Chaos was the first piece of writing that I ever had produced. Set in London post 9/11, it was a play about a dysfunctional Muslim family and a twenty minute excerpt was performed as a reading by  Kali Theatre, a wonderful company who produce new writing by women of South Asian descent.

At the end of the reading, the cast unexpectedly decided to call me up on to the stage to take a bow with them. Surprised, I trotted off nervously down the stairs, tripped slightly and sent one of my sandals flying. Rather than stop to put it back on and draw more unwanted attention to myself, I climbed up on to the stage and faced the applause with only one shoe, hoping the audience wouldn’t notice my bare foot.
Thankfully it didn’t do the play any harm and Kali Theatre produced Chaos as a full length show two years later.


Another Kali production, Noor, about a Sufi Indian WW2 undercover radio operator in Paris, was performed in London last year. I went to see the show on Press Night with my niece, Nadi, who is only four years younger but a head taller than me, and is, poor girl, prone to mysterious attacks of light headedness, which, despite numerous medical tests, remain undiagnosed. 

I like to sit at the back when I watch my own plays, so I can watch audience reactions, but Nadi excitedly grabbed a front row seat. It was a traverse set, a long, train carriage shaped stage in the middle of the theatre, with the audience seated one either side of it, facing each other across the action. This meant we were only about half a metre away from the stage, and under the glare of the bright lights.

There were about fifteen minutes left till the end of the show when Nadi muttered, “I’m feeling funny,” and began fanning herself with the programme. I spent the next fifteen minutes on tenterhooks, my eyes darting constantly from Nadi’s face to check whether she was about to dizzily topple over off her seat on to the stage, to the two exits, in opposite corners of the room, trying to map out the route I was going to squeeze through and stumble along as I tried to drag her out if she need to leave.

Luckily she survived till the end of play still conscious, and at the after party was surrounded and pampered by other audience members asking if she was ok- apparently they’d all noticed the incident.


This time, I was an audience member only and had no creative role.
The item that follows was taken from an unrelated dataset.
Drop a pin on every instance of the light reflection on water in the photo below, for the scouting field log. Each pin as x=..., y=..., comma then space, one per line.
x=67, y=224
It was 2009, and I managed to get a ticket for the production at Wyndham’s Theatre in London starring Jude Law.

I also, around that time, in 2009, developed a habit of falling asleep, almost instantly sometimes, in the day time at any odd moment.

And when I fall asleep, I snore. Very loudly. The sound has been likened to a train, an earthquake and various wild animals. It’s ruined many a slumber party, driving other participants to any cold, empty corner of the house with enough soundproofing to allow them a couple of hours of sleep.

I went to see Hamlet on a hot July day. After a short time, I got drowsy, and despite fighting it as much as I could, nodded off about half an hour into the performance. The next thing I remember is the lady next to me saying, “Excuse me. I can’t hear the play.”

Probably the most embarrassing moment of my whole life. The lady changed seats with her friend after the interval. 
To conclude- 

Don’t wear backless sandals to anywhere there’s the remotest chance you might be called up on stage without warning.

Don’t sit in the middle of the front row if you’re susceptible to fainting fits caused by bright lights.

Never, ever go to watch Shakespeare on a hot day if a stuffy, quiet atmosphere sends you into a snooze.

Azma Dar is an author and playwright. She has written three full-length theatre productions, several short plays, a radio play for BBC Asian Network and the play entitled NOOR produced at Southwark Playhouse. Her debut novel, The Secret Arts, was published by Dean Street Press in 2015. 

Spider, a domestic thriller, is out today. Martin Edwards says about Spider"A well-written and engaging story of domestic suspense with a difference, set in the Muslim community of West Yorkshire. Multiple viewpoints are juggled skillfully to deliver a real page-turner.”